Crunchy and bursting with fresh flavors, this flatbread recipe is my all-time favorite! If you’re looking for something hot, crispy, savory, and EASY to make, give this a try. Sliced prosciutto, peppery arugula, and creamy cheeses make this flatbread an irresistible hit!
Prosciutto and Arugula Flatbread
- Fresh pizza dough (I usually get this at Whole Foods or Bristol Farms, but it can be from anywhere you can find it)

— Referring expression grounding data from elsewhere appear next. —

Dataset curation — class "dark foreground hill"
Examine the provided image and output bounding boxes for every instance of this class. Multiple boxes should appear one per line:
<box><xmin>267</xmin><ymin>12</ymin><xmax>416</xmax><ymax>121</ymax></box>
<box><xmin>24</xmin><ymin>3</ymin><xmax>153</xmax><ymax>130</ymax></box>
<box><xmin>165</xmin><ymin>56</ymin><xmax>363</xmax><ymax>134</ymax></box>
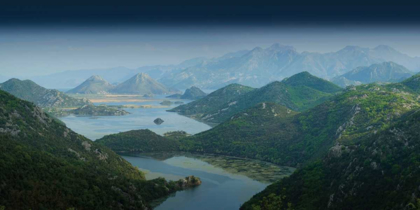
<box><xmin>242</xmin><ymin>108</ymin><xmax>420</xmax><ymax>210</ymax></box>
<box><xmin>0</xmin><ymin>90</ymin><xmax>198</xmax><ymax>210</ymax></box>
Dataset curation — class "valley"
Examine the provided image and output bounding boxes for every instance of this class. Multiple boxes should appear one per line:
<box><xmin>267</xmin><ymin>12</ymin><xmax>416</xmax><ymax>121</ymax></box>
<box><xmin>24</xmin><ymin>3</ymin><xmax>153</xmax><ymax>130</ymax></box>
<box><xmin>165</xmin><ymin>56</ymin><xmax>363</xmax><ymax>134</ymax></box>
<box><xmin>2</xmin><ymin>37</ymin><xmax>420</xmax><ymax>209</ymax></box>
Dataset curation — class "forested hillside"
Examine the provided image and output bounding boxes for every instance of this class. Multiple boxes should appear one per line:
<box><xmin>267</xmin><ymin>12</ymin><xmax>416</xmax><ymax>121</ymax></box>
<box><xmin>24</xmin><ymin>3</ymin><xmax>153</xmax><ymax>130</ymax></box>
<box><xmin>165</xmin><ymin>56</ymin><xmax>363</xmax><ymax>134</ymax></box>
<box><xmin>0</xmin><ymin>90</ymin><xmax>196</xmax><ymax>210</ymax></box>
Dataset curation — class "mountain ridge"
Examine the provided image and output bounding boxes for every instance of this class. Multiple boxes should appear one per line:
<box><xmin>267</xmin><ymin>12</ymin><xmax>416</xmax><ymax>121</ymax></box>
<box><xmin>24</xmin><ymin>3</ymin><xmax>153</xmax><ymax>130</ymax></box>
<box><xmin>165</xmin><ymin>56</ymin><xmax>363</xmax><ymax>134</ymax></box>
<box><xmin>158</xmin><ymin>44</ymin><xmax>420</xmax><ymax>89</ymax></box>
<box><xmin>0</xmin><ymin>78</ymin><xmax>91</xmax><ymax>108</ymax></box>
<box><xmin>67</xmin><ymin>75</ymin><xmax>115</xmax><ymax>94</ymax></box>
<box><xmin>170</xmin><ymin>72</ymin><xmax>342</xmax><ymax>124</ymax></box>
<box><xmin>331</xmin><ymin>62</ymin><xmax>414</xmax><ymax>87</ymax></box>
<box><xmin>111</xmin><ymin>73</ymin><xmax>176</xmax><ymax>95</ymax></box>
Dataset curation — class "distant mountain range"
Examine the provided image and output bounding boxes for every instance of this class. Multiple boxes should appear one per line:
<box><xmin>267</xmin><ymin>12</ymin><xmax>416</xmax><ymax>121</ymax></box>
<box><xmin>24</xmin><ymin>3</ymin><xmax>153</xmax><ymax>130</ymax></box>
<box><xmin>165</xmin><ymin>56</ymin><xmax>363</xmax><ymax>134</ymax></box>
<box><xmin>0</xmin><ymin>78</ymin><xmax>91</xmax><ymax>108</ymax></box>
<box><xmin>28</xmin><ymin>57</ymin><xmax>208</xmax><ymax>89</ymax></box>
<box><xmin>158</xmin><ymin>44</ymin><xmax>420</xmax><ymax>89</ymax></box>
<box><xmin>111</xmin><ymin>73</ymin><xmax>177</xmax><ymax>95</ymax></box>
<box><xmin>331</xmin><ymin>62</ymin><xmax>414</xmax><ymax>87</ymax></box>
<box><xmin>170</xmin><ymin>72</ymin><xmax>342</xmax><ymax>124</ymax></box>
<box><xmin>23</xmin><ymin>44</ymin><xmax>420</xmax><ymax>90</ymax></box>
<box><xmin>67</xmin><ymin>73</ymin><xmax>178</xmax><ymax>95</ymax></box>
<box><xmin>0</xmin><ymin>78</ymin><xmax>131</xmax><ymax>117</ymax></box>
<box><xmin>67</xmin><ymin>75</ymin><xmax>115</xmax><ymax>94</ymax></box>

- 1 can of San Marzano whole tomatoes
- 2 cloves of garlic
- 3 Tbs of dry oregano
- 1/4 cup extra virgin olive oil
- 1 lb of fresh mozzarella, sliced 1/4 in thick
- 2 Tbs of parmesan cheese
- 8 slices of prosciutto
- 2 cup baby arugula
- 1 Tbs lemon juice
- salt and pepper
- olive oil
Directions:
- Preheat oven to 500 degrees F.
- For sauce: emulsify tomatoes, garlic, oregano, and olive oil in a blender.
- Drizzle olive oil, and salt and pepper over sliced mozzarella. Set aside.

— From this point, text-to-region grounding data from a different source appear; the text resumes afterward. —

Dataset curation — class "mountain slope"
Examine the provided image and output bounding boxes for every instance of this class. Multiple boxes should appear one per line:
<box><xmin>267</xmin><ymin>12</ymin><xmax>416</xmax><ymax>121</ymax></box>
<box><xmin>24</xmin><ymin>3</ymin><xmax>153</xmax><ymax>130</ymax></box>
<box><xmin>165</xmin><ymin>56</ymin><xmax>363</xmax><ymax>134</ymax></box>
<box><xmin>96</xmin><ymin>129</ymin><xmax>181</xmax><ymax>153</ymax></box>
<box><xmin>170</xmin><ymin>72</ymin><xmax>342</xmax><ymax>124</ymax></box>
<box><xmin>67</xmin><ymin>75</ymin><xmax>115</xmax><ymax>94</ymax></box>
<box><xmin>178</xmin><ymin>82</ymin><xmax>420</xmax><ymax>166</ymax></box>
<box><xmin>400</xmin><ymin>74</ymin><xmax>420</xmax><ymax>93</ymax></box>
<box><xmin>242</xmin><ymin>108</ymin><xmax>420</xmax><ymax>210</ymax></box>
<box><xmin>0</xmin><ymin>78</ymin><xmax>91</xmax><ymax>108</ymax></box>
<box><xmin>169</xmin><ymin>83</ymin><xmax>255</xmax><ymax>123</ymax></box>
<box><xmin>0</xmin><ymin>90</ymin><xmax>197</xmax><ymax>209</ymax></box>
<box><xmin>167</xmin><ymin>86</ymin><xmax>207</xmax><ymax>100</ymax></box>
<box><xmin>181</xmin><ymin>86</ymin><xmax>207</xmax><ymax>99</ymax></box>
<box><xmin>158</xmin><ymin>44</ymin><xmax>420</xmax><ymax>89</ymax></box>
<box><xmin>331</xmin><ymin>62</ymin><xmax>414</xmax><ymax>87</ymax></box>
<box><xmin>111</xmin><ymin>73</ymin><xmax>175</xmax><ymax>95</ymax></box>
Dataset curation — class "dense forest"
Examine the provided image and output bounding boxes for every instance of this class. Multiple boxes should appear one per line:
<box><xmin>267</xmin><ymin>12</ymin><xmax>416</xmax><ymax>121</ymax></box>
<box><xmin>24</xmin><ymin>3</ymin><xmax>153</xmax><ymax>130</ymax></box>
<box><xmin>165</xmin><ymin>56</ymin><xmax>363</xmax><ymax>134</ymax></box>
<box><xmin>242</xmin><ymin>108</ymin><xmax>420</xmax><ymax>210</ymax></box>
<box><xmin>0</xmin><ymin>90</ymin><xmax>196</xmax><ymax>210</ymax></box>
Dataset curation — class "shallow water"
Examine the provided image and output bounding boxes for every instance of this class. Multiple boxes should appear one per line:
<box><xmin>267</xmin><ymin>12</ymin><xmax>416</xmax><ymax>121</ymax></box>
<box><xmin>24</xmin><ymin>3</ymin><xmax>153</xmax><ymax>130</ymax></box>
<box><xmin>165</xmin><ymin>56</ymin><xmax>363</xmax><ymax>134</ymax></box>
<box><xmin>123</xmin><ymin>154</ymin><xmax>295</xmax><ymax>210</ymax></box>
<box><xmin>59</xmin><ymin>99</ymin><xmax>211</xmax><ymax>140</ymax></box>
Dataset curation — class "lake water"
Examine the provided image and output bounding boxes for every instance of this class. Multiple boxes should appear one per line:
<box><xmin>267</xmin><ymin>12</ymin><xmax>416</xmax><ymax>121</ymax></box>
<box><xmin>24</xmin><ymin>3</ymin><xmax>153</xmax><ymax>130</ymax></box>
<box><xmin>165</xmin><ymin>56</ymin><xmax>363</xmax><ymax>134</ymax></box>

- Drizzle olive oil on a griddle (spread evenly using a paper towel) and set over medium heat. Stretch the dough and place on griddle. Immediately pour sauce over the dough and sprinkle parmesan cheese on top . Place mozzarella slices on top and transfer griddle into the oven for 5-6 minutes (depends on your oven).

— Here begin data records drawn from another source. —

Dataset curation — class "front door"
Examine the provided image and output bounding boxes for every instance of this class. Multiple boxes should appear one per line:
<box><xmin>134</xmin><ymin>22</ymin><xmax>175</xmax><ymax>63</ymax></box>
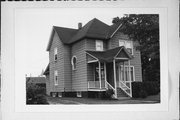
<box><xmin>118</xmin><ymin>64</ymin><xmax>129</xmax><ymax>87</ymax></box>
<box><xmin>118</xmin><ymin>65</ymin><xmax>123</xmax><ymax>87</ymax></box>
<box><xmin>118</xmin><ymin>64</ymin><xmax>134</xmax><ymax>87</ymax></box>
<box><xmin>94</xmin><ymin>63</ymin><xmax>105</xmax><ymax>88</ymax></box>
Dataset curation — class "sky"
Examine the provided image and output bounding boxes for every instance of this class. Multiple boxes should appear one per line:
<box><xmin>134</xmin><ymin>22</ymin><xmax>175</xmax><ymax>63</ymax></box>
<box><xmin>15</xmin><ymin>8</ymin><xmax>124</xmax><ymax>77</ymax></box>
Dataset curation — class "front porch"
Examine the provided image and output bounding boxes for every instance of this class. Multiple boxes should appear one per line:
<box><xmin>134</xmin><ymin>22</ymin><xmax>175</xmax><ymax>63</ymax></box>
<box><xmin>86</xmin><ymin>47</ymin><xmax>134</xmax><ymax>98</ymax></box>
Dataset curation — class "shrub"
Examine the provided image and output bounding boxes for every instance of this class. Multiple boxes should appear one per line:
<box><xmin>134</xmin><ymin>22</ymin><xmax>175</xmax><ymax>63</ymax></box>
<box><xmin>36</xmin><ymin>94</ymin><xmax>49</xmax><ymax>104</ymax></box>
<box><xmin>104</xmin><ymin>89</ymin><xmax>114</xmax><ymax>99</ymax></box>
<box><xmin>132</xmin><ymin>81</ymin><xmax>160</xmax><ymax>98</ymax></box>
<box><xmin>132</xmin><ymin>82</ymin><xmax>143</xmax><ymax>98</ymax></box>
<box><xmin>139</xmin><ymin>89</ymin><xmax>148</xmax><ymax>98</ymax></box>
<box><xmin>143</xmin><ymin>81</ymin><xmax>160</xmax><ymax>95</ymax></box>
<box><xmin>26</xmin><ymin>83</ymin><xmax>48</xmax><ymax>104</ymax></box>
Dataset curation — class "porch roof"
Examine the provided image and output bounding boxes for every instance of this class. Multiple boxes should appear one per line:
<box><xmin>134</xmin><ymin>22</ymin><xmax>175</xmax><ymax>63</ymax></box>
<box><xmin>43</xmin><ymin>64</ymin><xmax>49</xmax><ymax>75</ymax></box>
<box><xmin>86</xmin><ymin>46</ymin><xmax>133</xmax><ymax>62</ymax></box>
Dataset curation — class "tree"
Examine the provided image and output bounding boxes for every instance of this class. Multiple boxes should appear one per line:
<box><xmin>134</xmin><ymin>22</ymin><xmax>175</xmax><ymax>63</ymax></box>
<box><xmin>112</xmin><ymin>14</ymin><xmax>160</xmax><ymax>82</ymax></box>
<box><xmin>26</xmin><ymin>83</ymin><xmax>48</xmax><ymax>104</ymax></box>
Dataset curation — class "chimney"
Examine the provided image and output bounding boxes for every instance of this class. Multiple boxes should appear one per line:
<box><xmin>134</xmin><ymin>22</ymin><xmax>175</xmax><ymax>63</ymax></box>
<box><xmin>78</xmin><ymin>23</ymin><xmax>82</xmax><ymax>29</ymax></box>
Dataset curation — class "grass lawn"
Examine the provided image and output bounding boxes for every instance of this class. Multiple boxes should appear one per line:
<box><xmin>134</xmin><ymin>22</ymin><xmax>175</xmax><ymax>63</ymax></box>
<box><xmin>46</xmin><ymin>94</ymin><xmax>160</xmax><ymax>105</ymax></box>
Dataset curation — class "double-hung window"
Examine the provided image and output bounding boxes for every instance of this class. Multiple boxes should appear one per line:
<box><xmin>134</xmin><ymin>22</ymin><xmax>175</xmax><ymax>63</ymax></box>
<box><xmin>54</xmin><ymin>47</ymin><xmax>57</xmax><ymax>61</ymax></box>
<box><xmin>96</xmin><ymin>40</ymin><xmax>103</xmax><ymax>51</ymax></box>
<box><xmin>54</xmin><ymin>70</ymin><xmax>58</xmax><ymax>85</ymax></box>
<box><xmin>119</xmin><ymin>40</ymin><xmax>133</xmax><ymax>55</ymax></box>
<box><xmin>120</xmin><ymin>66</ymin><xmax>135</xmax><ymax>82</ymax></box>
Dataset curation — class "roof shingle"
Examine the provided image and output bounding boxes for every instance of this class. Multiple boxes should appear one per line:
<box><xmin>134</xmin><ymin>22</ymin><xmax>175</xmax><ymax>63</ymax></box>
<box><xmin>47</xmin><ymin>18</ymin><xmax>122</xmax><ymax>51</ymax></box>
<box><xmin>86</xmin><ymin>46</ymin><xmax>132</xmax><ymax>62</ymax></box>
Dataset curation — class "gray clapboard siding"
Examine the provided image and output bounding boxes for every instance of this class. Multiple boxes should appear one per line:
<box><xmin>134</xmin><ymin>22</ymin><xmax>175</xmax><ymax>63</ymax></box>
<box><xmin>108</xmin><ymin>32</ymin><xmax>142</xmax><ymax>82</ymax></box>
<box><xmin>63</xmin><ymin>44</ymin><xmax>72</xmax><ymax>91</ymax></box>
<box><xmin>49</xmin><ymin>31</ymin><xmax>65</xmax><ymax>92</ymax></box>
<box><xmin>71</xmin><ymin>40</ymin><xmax>88</xmax><ymax>91</ymax></box>
<box><xmin>46</xmin><ymin>74</ymin><xmax>50</xmax><ymax>95</ymax></box>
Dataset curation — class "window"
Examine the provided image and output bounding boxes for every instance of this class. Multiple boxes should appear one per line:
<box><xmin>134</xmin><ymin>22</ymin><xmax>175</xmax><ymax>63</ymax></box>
<box><xmin>71</xmin><ymin>56</ymin><xmax>77</xmax><ymax>70</ymax></box>
<box><xmin>94</xmin><ymin>63</ymin><xmax>105</xmax><ymax>81</ymax></box>
<box><xmin>120</xmin><ymin>66</ymin><xmax>135</xmax><ymax>82</ymax></box>
<box><xmin>77</xmin><ymin>92</ymin><xmax>82</xmax><ymax>97</ymax></box>
<box><xmin>119</xmin><ymin>41</ymin><xmax>125</xmax><ymax>47</ymax></box>
<box><xmin>96</xmin><ymin>40</ymin><xmax>103</xmax><ymax>51</ymax></box>
<box><xmin>54</xmin><ymin>70</ymin><xmax>58</xmax><ymax>85</ymax></box>
<box><xmin>119</xmin><ymin>40</ymin><xmax>133</xmax><ymax>54</ymax></box>
<box><xmin>54</xmin><ymin>47</ymin><xmax>57</xmax><ymax>61</ymax></box>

- While flatbread is in the oven, prepare arugula salad by combining arugula, lemon juice, and salt and pepper to taste.
- Take flat bread out of the oven and place prosciutto on top, bake for 2-3 more minutes.
- Finally, take flatbread out of the oven and transfer to another surface or plate. Cover flatbread with the arugula salad and it’s ready to eat!